South Africa’s Competition Commission has referred a case of alleged indirect price fixing and market division against Natal Portland Cement Cimpor (NPC) to the Competition Tribunal for prosecution.
The referral followed the commission’s investigation, between 2008 and 2012, of alleged collusive conduct in the cement sector against NPC, PPC, Lafarge and AfriSam.
PPC had been granted conditional leniency in terms of the commission’s corporate leniency policy, while AfriSam had settled with the commission and agreed to pay an administrative penalty of R128.85-million.
Lafarge had also settled with the commission and agreed to pay an administrative penalty of R148.72-million.

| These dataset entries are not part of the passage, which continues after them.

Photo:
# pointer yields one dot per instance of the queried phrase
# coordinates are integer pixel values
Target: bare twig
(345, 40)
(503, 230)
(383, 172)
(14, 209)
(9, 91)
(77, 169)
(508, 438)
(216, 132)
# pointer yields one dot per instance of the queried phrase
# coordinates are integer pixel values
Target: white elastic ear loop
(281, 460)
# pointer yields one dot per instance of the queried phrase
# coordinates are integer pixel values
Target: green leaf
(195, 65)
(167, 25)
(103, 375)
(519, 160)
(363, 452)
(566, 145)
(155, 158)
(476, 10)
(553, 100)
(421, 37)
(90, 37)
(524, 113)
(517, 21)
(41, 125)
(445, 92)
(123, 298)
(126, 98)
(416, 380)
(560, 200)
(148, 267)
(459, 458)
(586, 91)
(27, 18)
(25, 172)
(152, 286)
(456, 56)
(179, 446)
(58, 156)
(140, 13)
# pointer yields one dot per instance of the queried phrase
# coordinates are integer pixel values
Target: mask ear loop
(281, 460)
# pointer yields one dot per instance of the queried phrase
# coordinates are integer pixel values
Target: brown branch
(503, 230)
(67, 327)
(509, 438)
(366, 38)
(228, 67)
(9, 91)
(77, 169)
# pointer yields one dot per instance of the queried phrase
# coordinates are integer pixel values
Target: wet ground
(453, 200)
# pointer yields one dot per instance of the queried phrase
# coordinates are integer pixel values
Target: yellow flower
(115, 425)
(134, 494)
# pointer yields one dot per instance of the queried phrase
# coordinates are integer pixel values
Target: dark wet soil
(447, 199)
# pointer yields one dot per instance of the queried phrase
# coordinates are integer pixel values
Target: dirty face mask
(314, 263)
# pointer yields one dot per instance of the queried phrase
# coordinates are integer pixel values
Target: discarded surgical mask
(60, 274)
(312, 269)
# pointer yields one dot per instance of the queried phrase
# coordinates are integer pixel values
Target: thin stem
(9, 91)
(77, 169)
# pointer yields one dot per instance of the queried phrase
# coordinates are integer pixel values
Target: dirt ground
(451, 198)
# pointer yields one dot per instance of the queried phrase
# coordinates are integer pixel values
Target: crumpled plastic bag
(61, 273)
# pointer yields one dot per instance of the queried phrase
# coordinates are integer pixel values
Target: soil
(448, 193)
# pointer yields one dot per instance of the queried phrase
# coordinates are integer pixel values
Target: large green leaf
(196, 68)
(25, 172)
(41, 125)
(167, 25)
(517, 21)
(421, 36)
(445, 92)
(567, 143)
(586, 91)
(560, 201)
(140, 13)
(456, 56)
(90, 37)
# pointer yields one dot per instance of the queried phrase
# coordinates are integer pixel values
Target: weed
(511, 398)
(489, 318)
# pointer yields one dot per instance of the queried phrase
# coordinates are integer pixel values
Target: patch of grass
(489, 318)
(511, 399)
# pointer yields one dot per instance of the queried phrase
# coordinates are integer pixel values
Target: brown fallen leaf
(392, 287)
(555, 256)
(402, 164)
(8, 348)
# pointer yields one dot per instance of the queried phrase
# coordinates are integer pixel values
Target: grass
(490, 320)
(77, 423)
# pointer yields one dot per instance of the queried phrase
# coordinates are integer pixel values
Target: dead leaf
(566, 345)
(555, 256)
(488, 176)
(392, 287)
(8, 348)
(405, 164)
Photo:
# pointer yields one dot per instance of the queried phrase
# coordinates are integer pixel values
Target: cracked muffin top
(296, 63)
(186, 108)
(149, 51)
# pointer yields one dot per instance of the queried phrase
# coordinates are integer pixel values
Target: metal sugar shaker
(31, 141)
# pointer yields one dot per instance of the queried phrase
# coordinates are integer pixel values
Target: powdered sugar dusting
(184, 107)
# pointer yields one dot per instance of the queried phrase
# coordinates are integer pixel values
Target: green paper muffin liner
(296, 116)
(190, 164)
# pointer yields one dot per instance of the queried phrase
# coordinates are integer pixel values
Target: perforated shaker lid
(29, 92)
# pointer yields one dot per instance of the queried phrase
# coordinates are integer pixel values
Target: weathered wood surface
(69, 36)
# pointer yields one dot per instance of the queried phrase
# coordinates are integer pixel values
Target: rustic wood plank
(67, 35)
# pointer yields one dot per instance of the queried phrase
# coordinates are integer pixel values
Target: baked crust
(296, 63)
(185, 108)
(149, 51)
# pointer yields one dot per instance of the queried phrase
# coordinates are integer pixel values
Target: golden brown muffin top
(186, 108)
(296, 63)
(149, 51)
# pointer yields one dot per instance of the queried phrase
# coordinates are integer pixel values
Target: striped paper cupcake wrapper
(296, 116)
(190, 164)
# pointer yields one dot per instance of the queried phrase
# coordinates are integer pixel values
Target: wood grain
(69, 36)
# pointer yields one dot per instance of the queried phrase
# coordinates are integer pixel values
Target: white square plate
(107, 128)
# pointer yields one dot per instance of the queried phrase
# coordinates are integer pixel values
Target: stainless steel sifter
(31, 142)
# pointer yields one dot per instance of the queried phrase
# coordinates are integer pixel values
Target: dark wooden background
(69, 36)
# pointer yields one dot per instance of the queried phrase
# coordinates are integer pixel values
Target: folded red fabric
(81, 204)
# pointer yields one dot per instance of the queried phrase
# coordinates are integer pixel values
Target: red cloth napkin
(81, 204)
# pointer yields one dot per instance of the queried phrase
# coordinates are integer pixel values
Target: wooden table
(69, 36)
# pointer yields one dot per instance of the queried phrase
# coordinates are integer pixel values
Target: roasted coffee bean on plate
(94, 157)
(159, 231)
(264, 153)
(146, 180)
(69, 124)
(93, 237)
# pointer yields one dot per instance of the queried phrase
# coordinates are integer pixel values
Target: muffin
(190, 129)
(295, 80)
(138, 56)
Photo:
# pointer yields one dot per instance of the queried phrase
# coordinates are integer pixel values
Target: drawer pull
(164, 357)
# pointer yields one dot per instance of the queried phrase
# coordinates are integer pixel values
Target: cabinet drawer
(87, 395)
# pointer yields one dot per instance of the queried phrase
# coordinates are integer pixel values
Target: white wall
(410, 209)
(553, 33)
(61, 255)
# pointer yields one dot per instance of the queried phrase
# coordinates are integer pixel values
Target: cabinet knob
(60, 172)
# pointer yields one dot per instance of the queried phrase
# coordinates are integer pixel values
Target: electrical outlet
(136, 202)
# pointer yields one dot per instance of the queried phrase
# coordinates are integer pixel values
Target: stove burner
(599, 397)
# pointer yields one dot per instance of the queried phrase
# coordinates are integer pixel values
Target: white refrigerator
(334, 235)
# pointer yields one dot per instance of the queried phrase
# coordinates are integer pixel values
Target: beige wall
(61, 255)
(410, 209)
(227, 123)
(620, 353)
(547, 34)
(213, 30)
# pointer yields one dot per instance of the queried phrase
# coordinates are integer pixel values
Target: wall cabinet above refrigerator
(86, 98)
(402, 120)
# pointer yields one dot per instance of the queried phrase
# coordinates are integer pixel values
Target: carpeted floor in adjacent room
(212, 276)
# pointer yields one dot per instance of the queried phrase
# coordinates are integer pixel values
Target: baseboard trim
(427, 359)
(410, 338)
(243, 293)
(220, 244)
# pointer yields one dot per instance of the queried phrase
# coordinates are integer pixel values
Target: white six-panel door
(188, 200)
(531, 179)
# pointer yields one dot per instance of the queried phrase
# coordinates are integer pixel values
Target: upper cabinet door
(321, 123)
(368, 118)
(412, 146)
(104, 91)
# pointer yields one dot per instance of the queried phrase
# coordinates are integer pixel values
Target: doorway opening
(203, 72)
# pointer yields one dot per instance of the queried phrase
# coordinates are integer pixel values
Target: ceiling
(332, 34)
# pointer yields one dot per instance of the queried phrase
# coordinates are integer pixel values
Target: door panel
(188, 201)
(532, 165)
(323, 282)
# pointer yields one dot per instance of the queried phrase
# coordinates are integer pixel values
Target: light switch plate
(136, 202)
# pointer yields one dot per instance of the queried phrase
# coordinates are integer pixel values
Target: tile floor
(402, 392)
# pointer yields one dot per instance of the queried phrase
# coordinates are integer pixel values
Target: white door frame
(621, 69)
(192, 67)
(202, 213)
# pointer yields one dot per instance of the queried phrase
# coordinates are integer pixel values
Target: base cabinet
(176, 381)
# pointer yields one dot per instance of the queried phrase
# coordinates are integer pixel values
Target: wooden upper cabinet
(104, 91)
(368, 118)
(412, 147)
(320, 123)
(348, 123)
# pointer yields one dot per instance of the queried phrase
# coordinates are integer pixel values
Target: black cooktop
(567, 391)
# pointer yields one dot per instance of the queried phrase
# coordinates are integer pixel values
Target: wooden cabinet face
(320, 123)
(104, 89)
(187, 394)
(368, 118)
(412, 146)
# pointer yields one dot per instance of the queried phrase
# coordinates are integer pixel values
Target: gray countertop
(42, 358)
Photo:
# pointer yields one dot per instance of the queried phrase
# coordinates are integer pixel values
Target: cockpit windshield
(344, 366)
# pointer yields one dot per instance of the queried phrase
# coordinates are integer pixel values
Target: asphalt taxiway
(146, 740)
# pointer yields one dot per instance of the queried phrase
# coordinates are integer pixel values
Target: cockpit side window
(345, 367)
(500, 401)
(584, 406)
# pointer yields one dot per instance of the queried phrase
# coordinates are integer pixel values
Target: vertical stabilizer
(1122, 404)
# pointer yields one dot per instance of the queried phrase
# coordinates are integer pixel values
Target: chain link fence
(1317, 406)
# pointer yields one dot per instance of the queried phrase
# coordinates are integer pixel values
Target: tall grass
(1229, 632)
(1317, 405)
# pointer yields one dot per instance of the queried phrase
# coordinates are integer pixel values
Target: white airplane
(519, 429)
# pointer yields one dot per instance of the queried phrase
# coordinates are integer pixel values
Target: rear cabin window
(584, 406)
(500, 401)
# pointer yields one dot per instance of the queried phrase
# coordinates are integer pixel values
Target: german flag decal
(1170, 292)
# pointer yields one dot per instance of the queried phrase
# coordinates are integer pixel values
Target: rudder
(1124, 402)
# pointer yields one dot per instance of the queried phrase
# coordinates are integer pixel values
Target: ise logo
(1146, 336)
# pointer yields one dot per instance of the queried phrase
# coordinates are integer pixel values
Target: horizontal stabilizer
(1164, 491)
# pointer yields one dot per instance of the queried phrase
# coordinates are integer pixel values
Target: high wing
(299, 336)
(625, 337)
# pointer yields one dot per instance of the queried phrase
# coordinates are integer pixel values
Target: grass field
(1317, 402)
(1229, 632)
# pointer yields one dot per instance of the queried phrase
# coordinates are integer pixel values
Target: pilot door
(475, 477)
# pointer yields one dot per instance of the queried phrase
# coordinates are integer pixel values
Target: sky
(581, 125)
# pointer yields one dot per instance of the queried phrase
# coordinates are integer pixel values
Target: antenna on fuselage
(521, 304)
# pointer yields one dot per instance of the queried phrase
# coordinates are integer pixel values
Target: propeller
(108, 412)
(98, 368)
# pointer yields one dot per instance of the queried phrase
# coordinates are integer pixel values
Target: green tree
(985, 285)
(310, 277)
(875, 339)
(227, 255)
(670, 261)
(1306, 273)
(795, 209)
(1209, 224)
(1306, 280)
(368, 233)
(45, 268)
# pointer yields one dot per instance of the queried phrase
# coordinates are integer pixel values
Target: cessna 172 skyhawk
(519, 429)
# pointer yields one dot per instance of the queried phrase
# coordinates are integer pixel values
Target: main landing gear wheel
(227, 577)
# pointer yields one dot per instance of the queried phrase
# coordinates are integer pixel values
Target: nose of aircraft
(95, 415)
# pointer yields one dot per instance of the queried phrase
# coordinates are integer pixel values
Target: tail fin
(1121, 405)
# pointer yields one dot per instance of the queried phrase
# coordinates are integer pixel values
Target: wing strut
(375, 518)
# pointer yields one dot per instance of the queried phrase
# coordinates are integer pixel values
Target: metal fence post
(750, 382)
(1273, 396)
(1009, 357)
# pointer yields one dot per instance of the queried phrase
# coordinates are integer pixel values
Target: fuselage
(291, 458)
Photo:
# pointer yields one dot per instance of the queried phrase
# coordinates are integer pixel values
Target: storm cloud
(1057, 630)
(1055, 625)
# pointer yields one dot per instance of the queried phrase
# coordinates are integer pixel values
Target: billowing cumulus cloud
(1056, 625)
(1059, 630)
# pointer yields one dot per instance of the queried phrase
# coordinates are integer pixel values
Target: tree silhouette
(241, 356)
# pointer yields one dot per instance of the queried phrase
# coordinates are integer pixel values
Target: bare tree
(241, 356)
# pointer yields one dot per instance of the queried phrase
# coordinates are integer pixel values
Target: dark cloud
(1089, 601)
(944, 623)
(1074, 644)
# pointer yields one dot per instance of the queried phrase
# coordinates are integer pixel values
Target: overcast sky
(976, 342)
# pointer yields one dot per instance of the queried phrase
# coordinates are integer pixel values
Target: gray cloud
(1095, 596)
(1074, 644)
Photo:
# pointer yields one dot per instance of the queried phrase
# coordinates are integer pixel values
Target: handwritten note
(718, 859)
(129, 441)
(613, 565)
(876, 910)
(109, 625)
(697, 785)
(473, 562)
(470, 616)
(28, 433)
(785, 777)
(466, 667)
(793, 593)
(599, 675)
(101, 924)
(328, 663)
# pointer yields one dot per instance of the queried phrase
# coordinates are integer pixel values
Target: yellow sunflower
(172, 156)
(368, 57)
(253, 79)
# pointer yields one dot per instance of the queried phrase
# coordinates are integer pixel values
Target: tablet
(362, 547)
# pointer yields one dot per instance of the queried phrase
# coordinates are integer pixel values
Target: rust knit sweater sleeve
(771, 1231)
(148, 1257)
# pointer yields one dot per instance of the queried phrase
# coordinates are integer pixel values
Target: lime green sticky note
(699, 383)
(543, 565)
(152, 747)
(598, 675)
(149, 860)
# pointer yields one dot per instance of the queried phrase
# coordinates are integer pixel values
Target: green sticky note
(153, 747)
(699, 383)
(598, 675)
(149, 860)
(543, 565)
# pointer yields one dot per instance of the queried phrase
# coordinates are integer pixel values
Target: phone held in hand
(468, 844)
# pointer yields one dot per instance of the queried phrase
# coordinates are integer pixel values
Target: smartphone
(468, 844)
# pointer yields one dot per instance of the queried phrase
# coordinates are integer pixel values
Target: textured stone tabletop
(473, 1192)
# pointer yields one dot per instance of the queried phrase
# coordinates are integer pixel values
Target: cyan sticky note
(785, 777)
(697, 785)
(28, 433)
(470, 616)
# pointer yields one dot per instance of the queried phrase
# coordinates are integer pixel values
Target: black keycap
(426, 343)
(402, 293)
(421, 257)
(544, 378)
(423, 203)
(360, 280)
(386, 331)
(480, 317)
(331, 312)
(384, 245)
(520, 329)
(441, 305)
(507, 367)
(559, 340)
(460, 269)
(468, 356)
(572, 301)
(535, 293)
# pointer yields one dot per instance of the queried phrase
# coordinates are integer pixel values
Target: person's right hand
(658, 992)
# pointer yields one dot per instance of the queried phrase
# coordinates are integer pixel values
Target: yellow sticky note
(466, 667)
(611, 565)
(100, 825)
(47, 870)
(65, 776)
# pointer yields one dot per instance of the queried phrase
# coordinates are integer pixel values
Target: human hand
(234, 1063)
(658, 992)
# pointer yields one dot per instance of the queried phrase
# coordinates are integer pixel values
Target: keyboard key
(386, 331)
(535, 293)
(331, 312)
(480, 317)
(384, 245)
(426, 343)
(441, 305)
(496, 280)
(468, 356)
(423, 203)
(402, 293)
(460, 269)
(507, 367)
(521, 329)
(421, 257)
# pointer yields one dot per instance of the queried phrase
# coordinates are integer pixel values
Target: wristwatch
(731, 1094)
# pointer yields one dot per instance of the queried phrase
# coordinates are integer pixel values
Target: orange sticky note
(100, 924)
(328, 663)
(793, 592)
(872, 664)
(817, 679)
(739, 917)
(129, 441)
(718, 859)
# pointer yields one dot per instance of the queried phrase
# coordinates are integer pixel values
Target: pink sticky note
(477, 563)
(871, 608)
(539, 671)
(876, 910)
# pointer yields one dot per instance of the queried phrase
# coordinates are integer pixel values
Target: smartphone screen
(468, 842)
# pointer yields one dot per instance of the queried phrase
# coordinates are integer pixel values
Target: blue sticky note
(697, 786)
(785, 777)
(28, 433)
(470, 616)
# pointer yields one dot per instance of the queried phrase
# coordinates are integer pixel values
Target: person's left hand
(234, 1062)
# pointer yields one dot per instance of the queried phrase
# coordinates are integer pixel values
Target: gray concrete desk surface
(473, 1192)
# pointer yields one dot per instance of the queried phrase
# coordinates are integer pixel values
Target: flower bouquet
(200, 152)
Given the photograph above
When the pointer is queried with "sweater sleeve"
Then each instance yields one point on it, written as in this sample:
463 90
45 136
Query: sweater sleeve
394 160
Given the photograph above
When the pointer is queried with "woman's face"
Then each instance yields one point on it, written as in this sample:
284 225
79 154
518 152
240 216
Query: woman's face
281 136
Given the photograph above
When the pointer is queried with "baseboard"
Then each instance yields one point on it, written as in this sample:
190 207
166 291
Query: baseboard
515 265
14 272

The commission found that the four cement producers had agreed to collude and divide the cement market by allocating market shares and indirectly fixing the price of cement prior the end of the legal cartel in 1996. It said the producers subsequently reinforced these collusive arrangements through a series of other agreements, which NPC’s representatives were party to, including exchanging competitively sensitive sales data through the Cement and Concrete Institute.
The commission was seeking a maximum penalty of 10% of NPC’s yearly turnover and a tribunal order that NPC contravened the Competition Act.
“The commission’s recent study also found that the cement cartel cost the South African economy billions in price overcharges,” said Commissioner Tembinkosi Bonakele.